= Peripheral nationalism =

Peripheral nationalism refers to the nationalist sentiments of some regions or territorial entities within a sovereign state, in occasions in conflict with the larger concept of the nation-state in which they reside, and trying to construct a minority social space. Peripheral nationalism is so called because the regions in which it exists are at the "periphery" as opposed to the "center" of the territory of the State.

Peripheral nationalism occurs in a culturally or linguistically distinctive territory — and oftentimes with a different socioeconomic degree of development — that resists incorporation or assimilation into an expanding State, or resists the larger Statewide nationalist construction. Existing theories of peripheral nationalism explain that the emergence of peripheral nationalism occurs in regions with a larger or greater degree of economic development in relation to the rest of the State, overlapping spatially delimited ethnic communities, as it is the case in the Basque Country or Catalonia in Spain, or Xinjiang in China. Peripheral nationalism may also emerge in opposition to the State seeking legitimacy through hegemony or domination by imposing a nationalistic sentiment which is then resisted by the smaller peripheral nationalisms, which defend their "cultural nation."

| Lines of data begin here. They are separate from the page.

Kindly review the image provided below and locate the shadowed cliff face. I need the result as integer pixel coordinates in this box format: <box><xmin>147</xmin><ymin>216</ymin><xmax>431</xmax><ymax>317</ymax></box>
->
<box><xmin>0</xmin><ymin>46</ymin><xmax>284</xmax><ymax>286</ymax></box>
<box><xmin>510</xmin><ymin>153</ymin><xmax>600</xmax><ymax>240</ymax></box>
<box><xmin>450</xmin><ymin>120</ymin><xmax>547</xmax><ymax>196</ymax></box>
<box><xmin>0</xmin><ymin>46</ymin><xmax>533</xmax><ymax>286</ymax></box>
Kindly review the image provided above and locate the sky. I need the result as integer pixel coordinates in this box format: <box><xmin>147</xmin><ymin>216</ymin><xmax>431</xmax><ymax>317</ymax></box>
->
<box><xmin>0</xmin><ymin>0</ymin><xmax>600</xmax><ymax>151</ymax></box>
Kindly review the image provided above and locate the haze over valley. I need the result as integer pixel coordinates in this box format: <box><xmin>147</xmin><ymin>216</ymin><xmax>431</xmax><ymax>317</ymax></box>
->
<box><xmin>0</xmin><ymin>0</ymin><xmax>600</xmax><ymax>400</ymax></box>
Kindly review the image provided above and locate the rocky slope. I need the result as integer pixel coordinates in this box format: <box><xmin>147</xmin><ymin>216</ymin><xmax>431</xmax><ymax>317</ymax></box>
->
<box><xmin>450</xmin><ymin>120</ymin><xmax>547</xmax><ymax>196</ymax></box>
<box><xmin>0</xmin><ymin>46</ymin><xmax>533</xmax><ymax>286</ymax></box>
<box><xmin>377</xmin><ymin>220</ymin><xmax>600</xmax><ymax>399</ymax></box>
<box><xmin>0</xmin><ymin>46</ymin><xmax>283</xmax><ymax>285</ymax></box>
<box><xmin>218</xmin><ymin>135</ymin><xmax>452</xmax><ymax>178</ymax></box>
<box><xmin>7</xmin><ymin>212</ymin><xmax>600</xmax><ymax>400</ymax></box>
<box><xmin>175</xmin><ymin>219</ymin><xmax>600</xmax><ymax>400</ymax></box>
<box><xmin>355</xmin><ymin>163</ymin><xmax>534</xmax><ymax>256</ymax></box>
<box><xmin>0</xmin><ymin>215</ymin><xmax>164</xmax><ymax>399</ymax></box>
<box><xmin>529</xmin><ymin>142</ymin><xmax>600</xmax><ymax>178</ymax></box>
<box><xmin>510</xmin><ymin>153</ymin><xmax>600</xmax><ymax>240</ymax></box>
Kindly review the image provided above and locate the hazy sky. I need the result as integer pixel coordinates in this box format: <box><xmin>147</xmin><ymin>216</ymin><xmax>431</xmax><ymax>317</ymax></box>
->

Even if the aim of peripheral nationalists is emancipation, their solution may not be the creation of a nation-state for themselves, in which case a federal solution is preferred, according with the concept of "regional pluralism" in opposition to monism or imperialism. Peripheral nationalisms may demand a recognition of the national identity of their own regions (i.e. their own existence as a "nation"). The existence of such nations may coexist within the State they belong to (e.g. by proposing the concept of a "nation composed of several nations" or a "nation of nations"), or they may defend their right to self-determination, secession, and the ability to create their own independent State.